I was unhappy from the start of puberty. My sister was developing one way, and I another. This was the point when our fundamental differences became apparent, and it was quite distressing. I'd never talked to anyone about wanting to be a girl. I was terribly embarrassed. The only representation in the media was laughable images of men wearing dresses, which I couldn't relate to. I did want to look pretty like my sister, but it was more about interacting with society as a girl, being accepted as such.
During my teenage years I became quite emotionless, functioning as a machine, trying not to reveal my soft emotional side. I was terrified of people finding out. I even got married, and it was only four years ago that I made the decision to change my life. In early 2005, I started counselling with the aim of "fixing" the problem, but it became apparent that I couldn't. I was driven to depression, which destroyed my marriage. Then I found a website (gires.org.uk) about being transgender, which led me to facial feminising surgery, and this was the key. Here were women, looking like women, who had in fact been born male.

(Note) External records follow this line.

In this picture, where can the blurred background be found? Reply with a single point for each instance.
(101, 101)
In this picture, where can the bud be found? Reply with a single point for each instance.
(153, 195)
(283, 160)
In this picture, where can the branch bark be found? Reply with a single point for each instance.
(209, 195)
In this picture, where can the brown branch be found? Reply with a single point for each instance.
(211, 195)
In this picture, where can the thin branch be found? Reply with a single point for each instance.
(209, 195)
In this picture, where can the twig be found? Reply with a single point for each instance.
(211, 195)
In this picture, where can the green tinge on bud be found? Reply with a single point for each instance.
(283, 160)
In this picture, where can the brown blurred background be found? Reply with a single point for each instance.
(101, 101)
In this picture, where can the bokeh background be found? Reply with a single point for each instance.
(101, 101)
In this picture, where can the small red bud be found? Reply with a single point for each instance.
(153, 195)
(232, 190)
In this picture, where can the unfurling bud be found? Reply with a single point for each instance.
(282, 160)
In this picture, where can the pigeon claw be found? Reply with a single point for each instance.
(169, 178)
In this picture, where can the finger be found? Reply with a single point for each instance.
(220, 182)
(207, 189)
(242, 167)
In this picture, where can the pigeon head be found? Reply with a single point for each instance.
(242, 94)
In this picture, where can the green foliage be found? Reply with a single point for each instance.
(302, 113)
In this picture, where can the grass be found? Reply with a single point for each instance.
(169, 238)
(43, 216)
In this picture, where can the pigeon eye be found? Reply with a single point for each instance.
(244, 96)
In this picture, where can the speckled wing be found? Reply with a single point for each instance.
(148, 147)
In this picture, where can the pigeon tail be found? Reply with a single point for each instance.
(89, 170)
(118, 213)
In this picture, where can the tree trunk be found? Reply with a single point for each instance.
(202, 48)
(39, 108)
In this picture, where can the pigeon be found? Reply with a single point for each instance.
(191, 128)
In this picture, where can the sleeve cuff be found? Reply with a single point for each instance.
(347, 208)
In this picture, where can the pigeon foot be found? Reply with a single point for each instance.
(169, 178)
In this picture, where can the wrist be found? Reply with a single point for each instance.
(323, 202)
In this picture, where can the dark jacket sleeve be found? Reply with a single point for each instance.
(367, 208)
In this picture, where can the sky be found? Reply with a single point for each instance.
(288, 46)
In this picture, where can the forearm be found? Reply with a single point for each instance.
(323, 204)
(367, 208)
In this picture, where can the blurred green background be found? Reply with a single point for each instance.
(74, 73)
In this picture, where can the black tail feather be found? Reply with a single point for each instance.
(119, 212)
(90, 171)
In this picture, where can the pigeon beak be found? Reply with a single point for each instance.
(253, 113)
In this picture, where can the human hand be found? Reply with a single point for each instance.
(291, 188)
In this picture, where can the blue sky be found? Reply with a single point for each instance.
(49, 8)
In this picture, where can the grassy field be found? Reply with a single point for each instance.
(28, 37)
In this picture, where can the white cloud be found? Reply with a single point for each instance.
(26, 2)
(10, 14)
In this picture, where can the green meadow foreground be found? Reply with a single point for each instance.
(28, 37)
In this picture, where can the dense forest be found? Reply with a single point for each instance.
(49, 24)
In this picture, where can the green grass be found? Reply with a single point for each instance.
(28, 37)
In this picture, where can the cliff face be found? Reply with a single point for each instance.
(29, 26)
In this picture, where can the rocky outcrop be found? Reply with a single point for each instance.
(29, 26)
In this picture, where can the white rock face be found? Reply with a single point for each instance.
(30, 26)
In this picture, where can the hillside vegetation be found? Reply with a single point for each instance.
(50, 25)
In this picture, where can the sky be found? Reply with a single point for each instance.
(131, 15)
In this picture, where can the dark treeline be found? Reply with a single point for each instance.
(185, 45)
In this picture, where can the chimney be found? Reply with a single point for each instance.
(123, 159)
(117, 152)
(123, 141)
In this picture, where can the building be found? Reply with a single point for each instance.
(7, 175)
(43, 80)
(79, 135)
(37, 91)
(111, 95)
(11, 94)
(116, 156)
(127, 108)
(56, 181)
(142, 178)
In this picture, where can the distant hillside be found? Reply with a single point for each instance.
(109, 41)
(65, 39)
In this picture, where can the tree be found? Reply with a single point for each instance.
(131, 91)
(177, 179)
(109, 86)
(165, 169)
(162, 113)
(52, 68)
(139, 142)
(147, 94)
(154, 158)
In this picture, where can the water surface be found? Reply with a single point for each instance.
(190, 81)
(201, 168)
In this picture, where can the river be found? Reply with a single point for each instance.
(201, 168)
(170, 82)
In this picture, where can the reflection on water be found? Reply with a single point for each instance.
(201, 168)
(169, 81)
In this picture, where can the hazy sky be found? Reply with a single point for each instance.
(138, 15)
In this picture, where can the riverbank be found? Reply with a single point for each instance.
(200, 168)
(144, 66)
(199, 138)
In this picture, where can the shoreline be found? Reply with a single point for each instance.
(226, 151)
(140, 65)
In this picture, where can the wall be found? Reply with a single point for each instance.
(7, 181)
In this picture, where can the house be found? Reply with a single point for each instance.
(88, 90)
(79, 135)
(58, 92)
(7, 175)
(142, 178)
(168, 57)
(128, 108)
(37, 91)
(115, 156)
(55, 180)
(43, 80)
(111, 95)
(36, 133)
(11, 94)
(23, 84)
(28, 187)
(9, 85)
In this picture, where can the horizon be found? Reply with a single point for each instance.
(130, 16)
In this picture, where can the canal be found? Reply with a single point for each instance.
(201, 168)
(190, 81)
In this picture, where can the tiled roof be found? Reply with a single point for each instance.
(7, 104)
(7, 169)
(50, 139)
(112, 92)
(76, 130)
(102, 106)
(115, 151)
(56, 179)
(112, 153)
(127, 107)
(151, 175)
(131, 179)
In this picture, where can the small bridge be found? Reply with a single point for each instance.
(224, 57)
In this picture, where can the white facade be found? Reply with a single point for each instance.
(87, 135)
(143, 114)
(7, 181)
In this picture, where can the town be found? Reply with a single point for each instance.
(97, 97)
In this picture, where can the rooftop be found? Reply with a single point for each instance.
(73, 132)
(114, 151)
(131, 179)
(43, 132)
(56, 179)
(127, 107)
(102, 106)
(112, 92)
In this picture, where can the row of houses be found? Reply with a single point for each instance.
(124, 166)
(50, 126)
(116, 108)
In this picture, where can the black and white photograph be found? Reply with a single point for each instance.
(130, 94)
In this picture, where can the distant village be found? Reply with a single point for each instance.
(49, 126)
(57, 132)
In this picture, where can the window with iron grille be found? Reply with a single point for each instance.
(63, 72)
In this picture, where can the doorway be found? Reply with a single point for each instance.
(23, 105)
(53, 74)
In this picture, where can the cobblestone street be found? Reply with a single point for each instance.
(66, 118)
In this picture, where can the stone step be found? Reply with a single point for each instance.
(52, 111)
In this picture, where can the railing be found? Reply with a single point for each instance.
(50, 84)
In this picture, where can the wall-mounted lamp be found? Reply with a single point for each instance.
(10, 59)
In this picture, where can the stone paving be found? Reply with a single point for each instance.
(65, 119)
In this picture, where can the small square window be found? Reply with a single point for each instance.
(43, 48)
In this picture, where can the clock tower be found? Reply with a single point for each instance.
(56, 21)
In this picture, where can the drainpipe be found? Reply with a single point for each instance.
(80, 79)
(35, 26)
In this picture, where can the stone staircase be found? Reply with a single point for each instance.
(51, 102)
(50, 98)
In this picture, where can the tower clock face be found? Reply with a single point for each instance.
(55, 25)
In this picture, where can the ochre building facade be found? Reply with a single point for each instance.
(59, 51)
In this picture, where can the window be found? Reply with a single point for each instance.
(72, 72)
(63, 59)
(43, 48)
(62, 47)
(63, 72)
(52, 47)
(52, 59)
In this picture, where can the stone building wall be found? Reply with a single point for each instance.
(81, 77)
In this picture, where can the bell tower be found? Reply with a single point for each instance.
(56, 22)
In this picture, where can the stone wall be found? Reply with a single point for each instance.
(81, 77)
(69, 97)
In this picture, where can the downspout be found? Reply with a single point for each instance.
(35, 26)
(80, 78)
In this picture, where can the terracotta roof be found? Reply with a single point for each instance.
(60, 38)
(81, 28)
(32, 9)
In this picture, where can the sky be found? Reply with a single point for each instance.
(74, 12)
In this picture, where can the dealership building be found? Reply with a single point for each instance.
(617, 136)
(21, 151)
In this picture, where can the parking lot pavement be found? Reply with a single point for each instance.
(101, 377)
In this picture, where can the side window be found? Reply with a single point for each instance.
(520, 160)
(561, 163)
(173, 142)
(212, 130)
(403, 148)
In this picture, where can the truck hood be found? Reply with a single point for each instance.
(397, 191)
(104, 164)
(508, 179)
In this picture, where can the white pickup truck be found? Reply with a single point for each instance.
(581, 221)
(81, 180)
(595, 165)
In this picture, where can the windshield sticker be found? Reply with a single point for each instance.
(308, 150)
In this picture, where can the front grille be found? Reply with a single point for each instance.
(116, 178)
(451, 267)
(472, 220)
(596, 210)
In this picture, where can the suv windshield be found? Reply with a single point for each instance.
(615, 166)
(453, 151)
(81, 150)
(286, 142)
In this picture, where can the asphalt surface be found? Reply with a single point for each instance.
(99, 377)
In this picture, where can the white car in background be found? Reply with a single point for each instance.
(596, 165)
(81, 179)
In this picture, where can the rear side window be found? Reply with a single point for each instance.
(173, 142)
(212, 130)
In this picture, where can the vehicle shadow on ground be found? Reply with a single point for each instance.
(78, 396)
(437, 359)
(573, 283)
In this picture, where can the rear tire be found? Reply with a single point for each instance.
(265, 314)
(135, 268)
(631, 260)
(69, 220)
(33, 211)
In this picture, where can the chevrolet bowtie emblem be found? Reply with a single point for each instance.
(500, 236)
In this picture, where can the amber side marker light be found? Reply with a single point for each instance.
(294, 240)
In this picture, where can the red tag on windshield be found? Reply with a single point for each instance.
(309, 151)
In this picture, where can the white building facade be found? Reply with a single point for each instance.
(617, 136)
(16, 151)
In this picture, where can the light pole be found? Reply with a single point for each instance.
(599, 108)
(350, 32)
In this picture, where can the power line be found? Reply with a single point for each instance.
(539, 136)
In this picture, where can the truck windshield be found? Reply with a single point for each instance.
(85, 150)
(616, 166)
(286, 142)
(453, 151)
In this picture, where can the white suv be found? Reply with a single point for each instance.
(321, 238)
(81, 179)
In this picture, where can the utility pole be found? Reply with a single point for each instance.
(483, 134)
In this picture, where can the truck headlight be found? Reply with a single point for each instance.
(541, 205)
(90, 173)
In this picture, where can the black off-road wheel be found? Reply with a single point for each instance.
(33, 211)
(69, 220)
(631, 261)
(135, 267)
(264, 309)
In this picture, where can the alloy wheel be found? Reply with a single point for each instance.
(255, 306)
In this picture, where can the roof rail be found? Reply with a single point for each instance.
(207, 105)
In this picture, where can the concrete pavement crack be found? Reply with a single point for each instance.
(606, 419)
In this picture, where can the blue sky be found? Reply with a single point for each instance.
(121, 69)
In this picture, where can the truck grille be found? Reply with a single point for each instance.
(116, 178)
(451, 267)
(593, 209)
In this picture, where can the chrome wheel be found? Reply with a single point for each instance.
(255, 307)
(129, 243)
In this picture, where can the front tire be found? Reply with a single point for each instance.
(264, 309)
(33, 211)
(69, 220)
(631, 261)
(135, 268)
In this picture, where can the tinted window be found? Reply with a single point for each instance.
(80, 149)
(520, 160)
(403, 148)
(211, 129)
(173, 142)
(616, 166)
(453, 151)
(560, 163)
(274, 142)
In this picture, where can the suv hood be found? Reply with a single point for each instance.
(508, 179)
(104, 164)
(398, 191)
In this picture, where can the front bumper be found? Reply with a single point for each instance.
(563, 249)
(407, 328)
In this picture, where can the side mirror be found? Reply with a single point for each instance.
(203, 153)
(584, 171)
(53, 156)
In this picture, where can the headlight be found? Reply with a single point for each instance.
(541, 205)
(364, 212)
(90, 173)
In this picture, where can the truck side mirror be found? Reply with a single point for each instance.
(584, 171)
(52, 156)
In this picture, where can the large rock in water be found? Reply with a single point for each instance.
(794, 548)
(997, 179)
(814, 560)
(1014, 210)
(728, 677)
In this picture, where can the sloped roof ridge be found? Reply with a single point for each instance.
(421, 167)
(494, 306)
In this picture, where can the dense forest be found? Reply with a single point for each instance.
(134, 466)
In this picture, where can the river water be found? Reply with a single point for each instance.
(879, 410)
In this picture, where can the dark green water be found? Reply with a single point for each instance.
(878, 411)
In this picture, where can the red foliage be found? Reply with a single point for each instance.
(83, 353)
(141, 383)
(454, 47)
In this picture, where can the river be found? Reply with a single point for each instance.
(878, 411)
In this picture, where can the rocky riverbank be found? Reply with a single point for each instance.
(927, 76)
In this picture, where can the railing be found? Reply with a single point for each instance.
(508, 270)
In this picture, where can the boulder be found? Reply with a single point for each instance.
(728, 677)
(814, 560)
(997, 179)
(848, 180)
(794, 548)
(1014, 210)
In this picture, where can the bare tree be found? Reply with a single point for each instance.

This was the ray of hope that could allow me to become a woman in every respect. Even though it's the whole package – inside and out – that counts, in the first instance what's going on from the neck upwards is truly important. Once I'd found out about the surgery, there was no turning back.
Soon after, I told my mum how I felt. She was shocked; she'd never suspected. I was worried about my parents finding out, so I'd gone out of my way to be the good son, doing boys' things. She was scared of the dangerous operations, of me destroying my life. But most of all, that I'd end up alone. It wasn't until she met my first boyfriend, and saw how much happier I was, that she realised she didn't have to worry.
The operations were a risk, and it took me just over a year to become the way I am. It's been more than two years that I've lived as a woman and it has transformed my life.
I work in IT, and since becoming more attractive in a short space of time, I've become aware that it's an industry within which there is still a lot of sexism. I've realised that as my hair gets blonder and my breasts get bigger, the less seriously guys take me on technical topics. This is affirming, and blooming irritating. But because I've had a unique experience, I can help change attitudes. I recently did the world's first sky-dive past Mount Everest to raise money for computer clubs for girls. And winning the award in 2008 for Most Inspirational Businesswoman was doubly affirming: for business success, and the recognition that being transsexual is an innate condition.
I've been tremendously advantaged: I was bought up as a boy, socialised as a boy and encouraged to do boys' things. I've become a very technically competent person as a result. What you excel at is a result of how you're treated. After all, my brain has always been female.